Electronic component illustrated in this embodiment, it is not necessary to penetrate the lead terminal protruding from the electronic component to the insertion hole of the bus bar. Therefore, in the case of surface mounting the electronic component, it is possible to freely design and change the orientation and relative orientation of the electronic component and the bus bar within the surface mountable range.

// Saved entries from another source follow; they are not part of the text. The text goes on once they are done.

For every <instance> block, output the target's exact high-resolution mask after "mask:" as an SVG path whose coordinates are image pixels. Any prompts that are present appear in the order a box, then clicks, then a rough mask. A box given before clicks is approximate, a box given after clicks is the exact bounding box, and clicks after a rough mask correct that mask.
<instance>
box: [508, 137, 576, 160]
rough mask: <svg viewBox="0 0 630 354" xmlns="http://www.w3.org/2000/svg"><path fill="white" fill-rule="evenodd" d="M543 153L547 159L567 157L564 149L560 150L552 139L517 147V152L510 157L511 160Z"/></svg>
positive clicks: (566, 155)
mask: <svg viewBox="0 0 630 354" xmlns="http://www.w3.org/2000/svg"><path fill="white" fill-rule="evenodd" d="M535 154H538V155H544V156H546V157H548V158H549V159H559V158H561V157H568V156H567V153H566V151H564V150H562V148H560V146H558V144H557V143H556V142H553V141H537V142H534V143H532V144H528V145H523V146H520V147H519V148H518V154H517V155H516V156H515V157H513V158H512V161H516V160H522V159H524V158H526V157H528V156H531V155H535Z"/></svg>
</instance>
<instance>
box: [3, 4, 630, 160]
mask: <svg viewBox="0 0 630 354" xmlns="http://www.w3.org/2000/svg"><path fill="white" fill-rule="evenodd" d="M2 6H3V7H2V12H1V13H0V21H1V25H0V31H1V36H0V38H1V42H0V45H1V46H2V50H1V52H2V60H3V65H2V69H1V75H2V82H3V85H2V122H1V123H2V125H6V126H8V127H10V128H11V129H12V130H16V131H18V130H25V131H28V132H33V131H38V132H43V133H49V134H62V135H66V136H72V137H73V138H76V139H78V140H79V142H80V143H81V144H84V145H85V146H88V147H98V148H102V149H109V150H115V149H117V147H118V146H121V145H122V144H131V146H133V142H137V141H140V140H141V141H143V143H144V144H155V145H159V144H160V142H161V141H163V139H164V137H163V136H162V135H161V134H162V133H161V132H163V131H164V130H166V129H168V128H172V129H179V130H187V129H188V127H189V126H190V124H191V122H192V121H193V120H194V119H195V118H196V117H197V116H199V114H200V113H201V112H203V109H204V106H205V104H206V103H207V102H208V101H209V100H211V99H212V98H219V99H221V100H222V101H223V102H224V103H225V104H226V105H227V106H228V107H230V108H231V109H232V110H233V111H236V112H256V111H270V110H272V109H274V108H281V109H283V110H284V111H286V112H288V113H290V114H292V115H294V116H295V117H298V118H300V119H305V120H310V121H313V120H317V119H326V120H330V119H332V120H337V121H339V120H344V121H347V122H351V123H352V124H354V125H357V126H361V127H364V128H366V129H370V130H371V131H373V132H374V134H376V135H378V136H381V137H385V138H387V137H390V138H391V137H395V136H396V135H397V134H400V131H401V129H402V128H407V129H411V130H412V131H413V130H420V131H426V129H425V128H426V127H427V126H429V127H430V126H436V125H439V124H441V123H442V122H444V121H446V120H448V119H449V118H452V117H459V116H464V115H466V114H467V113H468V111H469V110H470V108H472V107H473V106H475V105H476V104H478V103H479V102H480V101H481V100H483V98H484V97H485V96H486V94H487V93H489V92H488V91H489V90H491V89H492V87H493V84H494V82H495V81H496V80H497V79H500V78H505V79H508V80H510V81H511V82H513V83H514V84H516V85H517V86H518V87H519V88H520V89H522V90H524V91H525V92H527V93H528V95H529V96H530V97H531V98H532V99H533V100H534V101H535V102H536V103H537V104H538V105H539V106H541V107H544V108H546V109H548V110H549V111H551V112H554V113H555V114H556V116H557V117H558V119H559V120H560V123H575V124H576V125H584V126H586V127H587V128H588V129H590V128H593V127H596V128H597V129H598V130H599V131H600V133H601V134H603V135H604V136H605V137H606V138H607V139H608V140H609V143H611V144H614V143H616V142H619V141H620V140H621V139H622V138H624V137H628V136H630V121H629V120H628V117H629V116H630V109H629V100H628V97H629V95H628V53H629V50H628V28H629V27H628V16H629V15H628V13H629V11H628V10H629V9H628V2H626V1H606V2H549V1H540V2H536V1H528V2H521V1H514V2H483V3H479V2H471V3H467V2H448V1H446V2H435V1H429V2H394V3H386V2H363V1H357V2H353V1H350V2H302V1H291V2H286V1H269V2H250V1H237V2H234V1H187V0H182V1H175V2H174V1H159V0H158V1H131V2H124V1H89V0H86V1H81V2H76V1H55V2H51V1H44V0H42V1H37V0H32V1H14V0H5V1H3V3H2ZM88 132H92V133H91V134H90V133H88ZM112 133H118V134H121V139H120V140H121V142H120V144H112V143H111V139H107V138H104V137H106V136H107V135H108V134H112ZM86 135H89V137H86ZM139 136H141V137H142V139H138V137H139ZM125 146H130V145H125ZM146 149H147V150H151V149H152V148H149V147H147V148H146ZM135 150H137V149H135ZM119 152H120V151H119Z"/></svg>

Therefore, it is possible to versatility and degree of freedom in the mounting of the electronic component is improved.

Bus bar stacked body and the electronic component mounting module or the like of the present invention is not limited to the configuration and method described in the above embodiment, appropriately within the scope of the invention as set forth in the appended claims.

Claim 1:
A bus bar laminate stacked body according to the method of claim <NUM>, laminated through an insulating member
(<NUM>) with a plurality of mounted electronic components, a first bus bar (<NUM>) and a second bus bar (<NUM>) each comprising a region for soldering the external terminals (<NUM>, <NUM>) of the electronic component, the first bus bar (<NUM>) includes an opening (<NUM>), the second bus bar (<NUM>) protrudes to the first bus bar (<NUM>) side, comprising a protrusion body (<NUM>) is a region to be soldered, the protrusion body (<NUM>) of the second bus bar (<NUM>) is disposed at a position corresponding to the opening (<NUM>), the region for soldering the protrusion body (<NUM>) and the region for soldering the first bus bar (<NUM>) of the bus bar stacked body, have the same height to the extent that soldering the external terminals (<NUM>, <NUM>) of the electronic component by reflow soldering is possible.